Connie Dudely, Toby’s wife, was recovering upstairs from a medical procedure, when she heard her husband return to the home.

Then she heard a crash.

“What did you knock over?” she says she asked. There was no response.

Something seemed wrong, so she made her way toward the front door.

There, she saw her husband on the floor, his face purple from lack of oxygen. She called out for help, but her daughter was in the shower and didn’t hear. Her son was upstairs wearing noise-canceling headphones; he couldn’t hear her at first, either.

Connie Dudley called 911, and Rutherford County EMS telecommunicator Marsha Duncan took the call.

Duncan, through a series of key questions, determined that Toby Dudley was unresponsive and not breathing. While an ambulance made its way to the house (they arrived about two minutes after being dispatched, the paramedics said), she knew time was of the essence.

“We started right away, as soon as we got the call, we started CPR,” she said. “No one was trained, so I let them know that I could help them if they wanted to start, and they wanted to start.”

Toby Dudley’s 21-year-old son followed each of Duncan’s instructions. He put the phone on speaker and started performing compressions on his father who, it was later determined, went into cardiac arrest.

“He’s just that kind of kid,” Toby Dudley said. “He’s kind of shy and reserved, but when it comes down to it, he’ll jump right in and do whatever it takes to get it done.”

His early actions may have helped save his life.

“We’ve had only about eight people walk out of the hospital in the past two years,” after cardiac arrest, telecommunications supervisor Vickie Prater said.

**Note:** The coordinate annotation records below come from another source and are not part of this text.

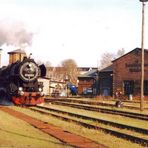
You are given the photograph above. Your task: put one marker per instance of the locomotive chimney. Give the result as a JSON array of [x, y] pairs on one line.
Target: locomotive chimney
[[16, 55]]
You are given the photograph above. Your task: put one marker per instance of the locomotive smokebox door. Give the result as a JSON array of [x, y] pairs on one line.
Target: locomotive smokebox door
[[43, 70]]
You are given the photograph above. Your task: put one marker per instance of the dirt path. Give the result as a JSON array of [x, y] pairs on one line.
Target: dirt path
[[64, 136]]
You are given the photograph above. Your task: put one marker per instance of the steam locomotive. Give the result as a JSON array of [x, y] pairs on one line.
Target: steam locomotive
[[19, 82]]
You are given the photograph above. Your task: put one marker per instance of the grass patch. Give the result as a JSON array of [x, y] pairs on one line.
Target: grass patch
[[97, 136], [15, 133]]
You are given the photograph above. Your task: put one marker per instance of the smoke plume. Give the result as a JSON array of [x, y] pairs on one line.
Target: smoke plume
[[14, 33]]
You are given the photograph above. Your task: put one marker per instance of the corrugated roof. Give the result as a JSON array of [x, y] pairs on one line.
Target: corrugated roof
[[17, 51], [146, 50]]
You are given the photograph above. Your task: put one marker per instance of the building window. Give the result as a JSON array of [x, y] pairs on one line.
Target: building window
[[128, 87], [146, 87]]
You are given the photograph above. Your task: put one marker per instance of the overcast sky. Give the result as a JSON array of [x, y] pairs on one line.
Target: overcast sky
[[55, 30]]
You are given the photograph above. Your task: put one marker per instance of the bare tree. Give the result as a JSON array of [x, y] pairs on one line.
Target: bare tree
[[48, 64], [71, 70]]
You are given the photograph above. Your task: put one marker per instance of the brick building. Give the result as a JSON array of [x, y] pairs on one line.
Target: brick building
[[127, 74]]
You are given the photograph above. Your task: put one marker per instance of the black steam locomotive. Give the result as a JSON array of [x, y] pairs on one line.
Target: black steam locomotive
[[19, 82]]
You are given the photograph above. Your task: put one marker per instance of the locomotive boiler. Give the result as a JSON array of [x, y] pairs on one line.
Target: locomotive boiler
[[19, 82]]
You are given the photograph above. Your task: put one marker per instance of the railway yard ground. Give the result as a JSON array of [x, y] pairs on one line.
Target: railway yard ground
[[99, 122]]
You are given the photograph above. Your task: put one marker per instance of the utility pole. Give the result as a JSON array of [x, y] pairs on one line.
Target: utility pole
[[142, 56]]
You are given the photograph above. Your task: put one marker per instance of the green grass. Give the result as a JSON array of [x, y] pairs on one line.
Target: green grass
[[15, 133], [98, 136]]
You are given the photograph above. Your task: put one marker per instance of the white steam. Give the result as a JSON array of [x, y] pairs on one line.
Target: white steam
[[14, 33]]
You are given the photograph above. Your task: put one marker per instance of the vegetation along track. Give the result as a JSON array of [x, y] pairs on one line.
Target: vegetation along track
[[67, 138], [103, 110], [90, 102], [83, 121]]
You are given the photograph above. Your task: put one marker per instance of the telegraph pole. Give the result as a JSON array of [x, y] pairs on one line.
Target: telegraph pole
[[142, 56]]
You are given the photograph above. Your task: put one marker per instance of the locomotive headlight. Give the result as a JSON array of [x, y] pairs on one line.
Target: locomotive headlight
[[40, 89], [20, 88], [41, 94]]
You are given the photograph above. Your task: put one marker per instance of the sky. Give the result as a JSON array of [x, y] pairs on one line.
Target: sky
[[55, 30]]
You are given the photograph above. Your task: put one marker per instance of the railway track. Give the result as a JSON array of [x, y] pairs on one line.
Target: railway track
[[103, 110], [84, 121], [68, 139], [80, 101]]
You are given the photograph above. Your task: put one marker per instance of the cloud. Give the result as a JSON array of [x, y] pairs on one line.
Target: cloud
[[13, 32]]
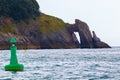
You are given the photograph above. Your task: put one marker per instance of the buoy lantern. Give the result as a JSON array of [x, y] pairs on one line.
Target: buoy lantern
[[14, 66]]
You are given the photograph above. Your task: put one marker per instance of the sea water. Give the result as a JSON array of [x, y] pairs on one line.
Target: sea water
[[64, 64]]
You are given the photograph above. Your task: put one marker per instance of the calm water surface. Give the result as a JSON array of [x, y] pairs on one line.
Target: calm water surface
[[64, 64]]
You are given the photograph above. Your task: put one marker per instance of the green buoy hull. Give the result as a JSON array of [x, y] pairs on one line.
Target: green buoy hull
[[14, 67]]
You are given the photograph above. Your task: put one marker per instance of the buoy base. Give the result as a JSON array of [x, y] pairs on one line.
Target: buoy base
[[14, 67]]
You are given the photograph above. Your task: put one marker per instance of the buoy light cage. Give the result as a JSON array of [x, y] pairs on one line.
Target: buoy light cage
[[13, 66]]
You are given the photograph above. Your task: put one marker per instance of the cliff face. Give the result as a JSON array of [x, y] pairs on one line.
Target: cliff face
[[47, 32]]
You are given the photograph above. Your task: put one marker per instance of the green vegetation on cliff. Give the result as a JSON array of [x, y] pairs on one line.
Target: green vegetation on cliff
[[50, 24], [19, 9]]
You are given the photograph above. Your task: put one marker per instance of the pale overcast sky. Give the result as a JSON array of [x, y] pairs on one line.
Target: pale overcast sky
[[102, 16]]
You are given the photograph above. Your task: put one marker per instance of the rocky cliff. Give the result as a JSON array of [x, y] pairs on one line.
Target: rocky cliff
[[47, 32], [32, 29]]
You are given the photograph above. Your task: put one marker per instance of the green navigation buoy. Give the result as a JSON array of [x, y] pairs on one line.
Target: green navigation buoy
[[14, 66]]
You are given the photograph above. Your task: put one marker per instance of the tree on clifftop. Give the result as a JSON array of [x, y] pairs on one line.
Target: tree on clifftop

“I am very happy and surprised and happy to see him up and going as well as he is, it’s pretty amazing,” paramedic John Dustin Graves said.

Graves was one of five medics to arrive at the Dudleys’ home that day. His partner, Travis Rorabaugh was also present Thursday.

Rorabaugh shared hugs and smiles with Connie Dudley, who called him her “superman,” for his help in saving her husband.

“It was something I felt need recognizing the medics and the dispatchers that are behind the scenes, to actually meet somebody that did survive a cardiac arrest event,” Brent Carter, paramedic and deputy coroner said. Carter helped organize the meeting Thursday.

If early CPR is started, and an early shock is given, the (chance of a positive) outcome is a lot greater,” Graves said.

Duncan and Prater both said that “something is better than nothing,” in a situation where someone stops breathing.

“If you can start compressions, even if you haven’t been to a training in 30 years, you might know more than the person sitting next to you,” Duncan said.

Dudley has said he’s thinking about the future differently now than before the cardiac arrest event. He has had two stents put into his heart, is treating a third with medication. He is still recovering from a couple of cracked ribs, and he joked that every time he feels them hurt he laughs, because he “knows the guy who gave them” to him — Rorabaugh.

“(RCEMS) have every reason to be proud of what they do. I’m just happy to be here and thankful to anyone who had anything to do with it,” Dudley said. “It’s been a life changing experience.”

He can’t wait until he can golf again, but was advised to hold off on taking the riding mower out for a while, at least until his ribs heal.